Intensive courses due to the pressures of an imminent test leave little room to explore these issues and produce a more one-dimensional driver as opposed to a rounded and robust driver who has greater understanding than just how to deal with a car in traffic.

Learners given a broader education know how to deal with themselves in a car regardless of whatever else is happening in their lives. Enabling instructors to book lots of tests presumably to leave open the option of intensive courses runs contrary to this general ethos and is a retrograde step in our opinion.

We run one of the bigger driving schools in South London and have never felt the need to centrally control test dates on behalf of our clients.

Moreover although intensive courses can be popular; for most instructors they represent a small part of their overall business.

The majority of clients learn with weekly lessons. If these people are unable to get tests, that causes substantial disruption to instructors diaries.

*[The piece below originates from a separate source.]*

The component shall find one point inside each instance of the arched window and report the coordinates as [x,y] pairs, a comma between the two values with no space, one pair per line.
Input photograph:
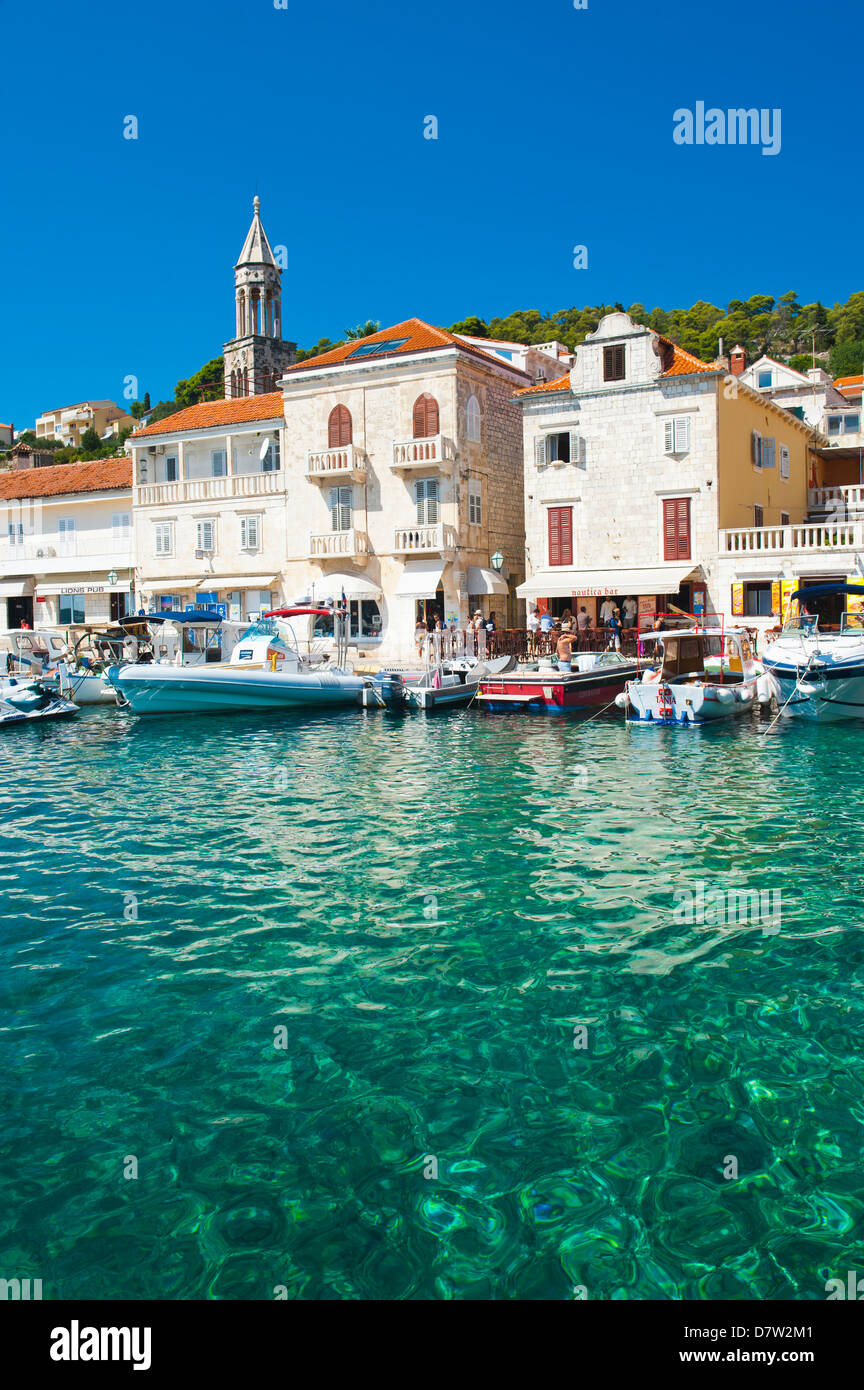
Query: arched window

Lessons get suspended and by the time the client wants to pick the lessons back up again, instructors have usually filled their diary with new customers, as they have bills to pay and cannot afford to wait, often months, for clients to get a test and resume their lessons.

This can cause serious scheduling issues and more frustration for the learner who does not have a perspective on why instructors cannot afford to wait around without income and will expect their instructor to fit them in and can get upset when this doesn’t then happen.

Despite these missteps, the DVSA has made progress in other areas and sees hope for resolving the issue. Transport Minister Richard Holden informed the House of Commons that the waiting list for practical tests is decreasing quickly and should be manageable in the near future.

The DVSA’s goal is to reduce waiting times to 9 weeks.

To reduce waiting times for driving tests, clients, instructors, and the DVSA have taken various actions. However, the practice of allowing instructors to book tests for clients has lead to uneven distribution and access to tests for very many instructors and their clients and the enrichment of certain individuals who have become part of the problem rather than part of the solution.

The majority of instructors feel that they are being threatened by enforcement measures for a problem that the DVSA has inadequately addressed.

They believe that the DVSA is allowing certain individuals to book a significant amount of tests, leaving insufficient tests for the wider instructor community. This is seen as unfair and leading to extra charges for clients. Whether this is the reality or not, optics are important.

It’s essential to recognise that candidate readiness and test success impact wait time reduction. Improving candidate standards is a step to solve the issue and instructors should not feel resentment.

The DVSA is taking other steps and is hopeful to return to normal wait times. In recent years, instructors have felt blamed for backlog issues and felt communication was lacking, particularly at the start of the pandemic.

However, the DVSA recognises that instructors and clients are not the sole cause and is trying to address other issues such as test provision.

The Driver Training industry works best when all parts collaborate. Addressing instructor concerns about the backlog and changes to the booking system can improve access for all and build trust. This way, instructors can be part of the solution instead of just part of the problem.